Document field types
Strings
These are vectorised, if the field is specified is in tensor_fields
during index time.
Floats
These aren't vectorised, but can be used to filter search results.
Bools
These aren't vectorised, but can be used to filter search results.
Ints
These aren't vectorised, but can be used to filter search results.
Array
Currently, only arrays of strings are supported.
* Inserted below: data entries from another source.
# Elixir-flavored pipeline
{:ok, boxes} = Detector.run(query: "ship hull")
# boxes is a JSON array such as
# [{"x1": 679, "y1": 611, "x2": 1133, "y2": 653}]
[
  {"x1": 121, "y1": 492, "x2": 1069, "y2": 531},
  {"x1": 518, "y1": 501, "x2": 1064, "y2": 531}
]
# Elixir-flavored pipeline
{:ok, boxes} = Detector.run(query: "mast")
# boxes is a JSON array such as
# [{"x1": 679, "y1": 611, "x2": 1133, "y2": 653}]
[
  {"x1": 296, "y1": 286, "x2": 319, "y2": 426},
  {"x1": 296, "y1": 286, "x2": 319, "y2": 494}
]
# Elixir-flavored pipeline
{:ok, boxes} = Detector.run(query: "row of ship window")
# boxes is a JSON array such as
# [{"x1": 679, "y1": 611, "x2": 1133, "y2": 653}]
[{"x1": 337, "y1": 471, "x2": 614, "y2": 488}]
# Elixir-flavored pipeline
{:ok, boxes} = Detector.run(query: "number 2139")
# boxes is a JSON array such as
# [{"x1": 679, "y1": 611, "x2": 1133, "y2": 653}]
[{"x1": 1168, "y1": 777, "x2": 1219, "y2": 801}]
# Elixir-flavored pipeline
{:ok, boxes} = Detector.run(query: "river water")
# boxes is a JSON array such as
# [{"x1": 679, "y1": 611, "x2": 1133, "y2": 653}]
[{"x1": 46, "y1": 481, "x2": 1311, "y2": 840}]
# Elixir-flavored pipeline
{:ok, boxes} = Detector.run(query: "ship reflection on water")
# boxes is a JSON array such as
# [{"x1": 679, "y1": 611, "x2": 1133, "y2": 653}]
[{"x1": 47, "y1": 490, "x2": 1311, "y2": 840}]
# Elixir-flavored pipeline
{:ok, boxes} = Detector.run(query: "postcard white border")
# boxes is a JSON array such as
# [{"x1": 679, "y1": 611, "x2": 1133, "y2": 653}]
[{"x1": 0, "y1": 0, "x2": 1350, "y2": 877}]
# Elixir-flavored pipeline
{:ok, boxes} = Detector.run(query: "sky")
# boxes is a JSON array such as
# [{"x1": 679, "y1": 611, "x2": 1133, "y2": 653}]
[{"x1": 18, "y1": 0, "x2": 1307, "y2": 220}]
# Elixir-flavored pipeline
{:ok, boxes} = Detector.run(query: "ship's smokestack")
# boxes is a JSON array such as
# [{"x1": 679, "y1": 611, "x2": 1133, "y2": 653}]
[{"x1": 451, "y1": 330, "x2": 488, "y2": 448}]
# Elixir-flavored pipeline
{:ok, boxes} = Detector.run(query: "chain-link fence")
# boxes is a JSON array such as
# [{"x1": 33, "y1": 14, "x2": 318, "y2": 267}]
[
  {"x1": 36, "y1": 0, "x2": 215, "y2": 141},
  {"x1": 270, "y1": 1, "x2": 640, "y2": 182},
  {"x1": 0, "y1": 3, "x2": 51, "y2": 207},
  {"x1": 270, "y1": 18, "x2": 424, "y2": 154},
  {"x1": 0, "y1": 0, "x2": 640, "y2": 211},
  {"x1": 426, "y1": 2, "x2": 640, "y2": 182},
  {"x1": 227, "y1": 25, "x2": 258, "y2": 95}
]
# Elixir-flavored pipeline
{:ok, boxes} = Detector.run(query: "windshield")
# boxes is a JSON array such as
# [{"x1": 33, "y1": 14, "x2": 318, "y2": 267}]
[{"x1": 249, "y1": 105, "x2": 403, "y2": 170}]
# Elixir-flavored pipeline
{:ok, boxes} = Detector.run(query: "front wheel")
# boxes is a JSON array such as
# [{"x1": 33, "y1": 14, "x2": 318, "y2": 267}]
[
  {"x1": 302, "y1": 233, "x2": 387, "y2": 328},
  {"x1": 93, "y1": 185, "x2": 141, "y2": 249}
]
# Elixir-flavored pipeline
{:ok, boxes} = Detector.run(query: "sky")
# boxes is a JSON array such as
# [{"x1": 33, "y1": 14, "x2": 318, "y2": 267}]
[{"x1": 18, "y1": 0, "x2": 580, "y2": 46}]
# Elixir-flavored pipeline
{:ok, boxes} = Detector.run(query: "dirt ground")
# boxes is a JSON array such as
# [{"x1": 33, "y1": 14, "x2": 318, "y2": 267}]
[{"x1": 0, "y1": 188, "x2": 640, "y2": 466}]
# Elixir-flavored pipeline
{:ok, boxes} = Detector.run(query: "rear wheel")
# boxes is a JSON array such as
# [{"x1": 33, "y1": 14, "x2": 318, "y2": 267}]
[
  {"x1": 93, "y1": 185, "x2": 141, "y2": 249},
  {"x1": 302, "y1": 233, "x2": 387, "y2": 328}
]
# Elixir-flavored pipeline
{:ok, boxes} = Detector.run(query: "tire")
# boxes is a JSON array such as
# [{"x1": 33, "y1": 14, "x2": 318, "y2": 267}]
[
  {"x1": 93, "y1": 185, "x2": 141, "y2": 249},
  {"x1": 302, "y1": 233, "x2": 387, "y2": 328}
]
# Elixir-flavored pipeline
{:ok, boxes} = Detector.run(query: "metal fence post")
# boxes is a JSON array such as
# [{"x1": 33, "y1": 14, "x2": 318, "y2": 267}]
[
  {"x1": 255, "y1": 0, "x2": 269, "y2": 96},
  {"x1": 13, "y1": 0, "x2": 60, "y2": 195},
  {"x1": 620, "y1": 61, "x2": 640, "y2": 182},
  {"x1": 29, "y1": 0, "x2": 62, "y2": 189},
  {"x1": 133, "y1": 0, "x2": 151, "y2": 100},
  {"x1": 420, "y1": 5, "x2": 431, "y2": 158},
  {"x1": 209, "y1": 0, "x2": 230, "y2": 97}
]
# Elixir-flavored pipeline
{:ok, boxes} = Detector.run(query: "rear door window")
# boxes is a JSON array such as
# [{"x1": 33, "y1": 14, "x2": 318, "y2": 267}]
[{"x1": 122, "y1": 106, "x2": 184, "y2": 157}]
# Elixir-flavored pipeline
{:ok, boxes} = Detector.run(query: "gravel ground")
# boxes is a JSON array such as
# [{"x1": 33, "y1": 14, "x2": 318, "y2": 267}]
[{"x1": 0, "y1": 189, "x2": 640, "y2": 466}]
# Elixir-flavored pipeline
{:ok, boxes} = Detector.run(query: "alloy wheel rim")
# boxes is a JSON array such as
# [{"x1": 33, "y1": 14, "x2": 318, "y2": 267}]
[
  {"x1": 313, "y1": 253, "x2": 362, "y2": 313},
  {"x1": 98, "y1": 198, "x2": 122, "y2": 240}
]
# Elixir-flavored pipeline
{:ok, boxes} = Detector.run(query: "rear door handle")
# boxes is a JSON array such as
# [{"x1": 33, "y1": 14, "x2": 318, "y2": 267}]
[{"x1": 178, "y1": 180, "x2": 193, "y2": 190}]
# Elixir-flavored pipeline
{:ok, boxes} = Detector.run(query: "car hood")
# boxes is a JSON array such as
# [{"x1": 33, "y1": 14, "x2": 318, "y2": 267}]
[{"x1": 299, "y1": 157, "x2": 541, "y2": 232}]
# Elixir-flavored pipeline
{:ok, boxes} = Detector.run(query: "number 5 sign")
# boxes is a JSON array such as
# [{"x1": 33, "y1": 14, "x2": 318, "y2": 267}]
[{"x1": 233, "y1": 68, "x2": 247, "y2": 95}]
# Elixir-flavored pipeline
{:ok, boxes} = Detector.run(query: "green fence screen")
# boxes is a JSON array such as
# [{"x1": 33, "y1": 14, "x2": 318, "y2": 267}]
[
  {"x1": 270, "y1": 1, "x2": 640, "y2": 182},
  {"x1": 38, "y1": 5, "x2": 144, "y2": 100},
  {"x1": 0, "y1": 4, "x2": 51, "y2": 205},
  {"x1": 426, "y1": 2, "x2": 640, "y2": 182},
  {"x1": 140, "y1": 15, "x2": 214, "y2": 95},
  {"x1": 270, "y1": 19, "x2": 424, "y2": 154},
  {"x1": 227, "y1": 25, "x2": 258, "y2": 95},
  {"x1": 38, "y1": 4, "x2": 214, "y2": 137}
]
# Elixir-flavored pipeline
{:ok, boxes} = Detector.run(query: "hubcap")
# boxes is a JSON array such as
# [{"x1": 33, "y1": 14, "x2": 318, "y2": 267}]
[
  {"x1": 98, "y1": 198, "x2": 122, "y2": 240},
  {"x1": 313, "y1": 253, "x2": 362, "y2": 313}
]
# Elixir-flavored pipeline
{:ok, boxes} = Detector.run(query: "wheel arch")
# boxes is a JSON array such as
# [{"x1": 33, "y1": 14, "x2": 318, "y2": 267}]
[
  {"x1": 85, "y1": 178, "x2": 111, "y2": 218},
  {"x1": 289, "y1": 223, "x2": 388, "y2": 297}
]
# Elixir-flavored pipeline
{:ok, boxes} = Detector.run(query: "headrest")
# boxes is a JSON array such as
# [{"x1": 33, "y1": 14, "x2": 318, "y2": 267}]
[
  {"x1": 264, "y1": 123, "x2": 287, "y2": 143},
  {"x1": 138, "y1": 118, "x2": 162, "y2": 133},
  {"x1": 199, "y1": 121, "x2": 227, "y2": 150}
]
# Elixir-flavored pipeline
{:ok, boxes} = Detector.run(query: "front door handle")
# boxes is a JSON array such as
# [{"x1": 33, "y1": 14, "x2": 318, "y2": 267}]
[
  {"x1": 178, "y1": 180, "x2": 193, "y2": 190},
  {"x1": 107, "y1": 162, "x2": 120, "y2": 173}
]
Array fields must not be a tensor field during index time, else an error will be thrown.
This type of field can be used to filter search results and for lexical search.
Example
# index an array field called "my_tags", making sure it is not a tensor field
mq.index("my-index").add_documents(documents=[
{"Title": "Cool summer t-shirt", "_id": "1234", 'my_tags': ['summer', 'yellow']}],
tensor_fields=['Title']
)
# do a search request that filters based on the tags
mq.index("my-index").search(
q="Something to wear in warm weather",
filter_string="(my_tags:yellow) AND (my_tags:summer)"
)
Multimodal combination object
The multimodal combination object works with mappings.
This field can consist of multiple child fields. The contents of these child fields will be vectorized
and combined into a single tensor using a weighted-sum approach. The weights are specified in mappings
.
Each child field must have an assigned weight.
The combined tensor will be used for tensor search.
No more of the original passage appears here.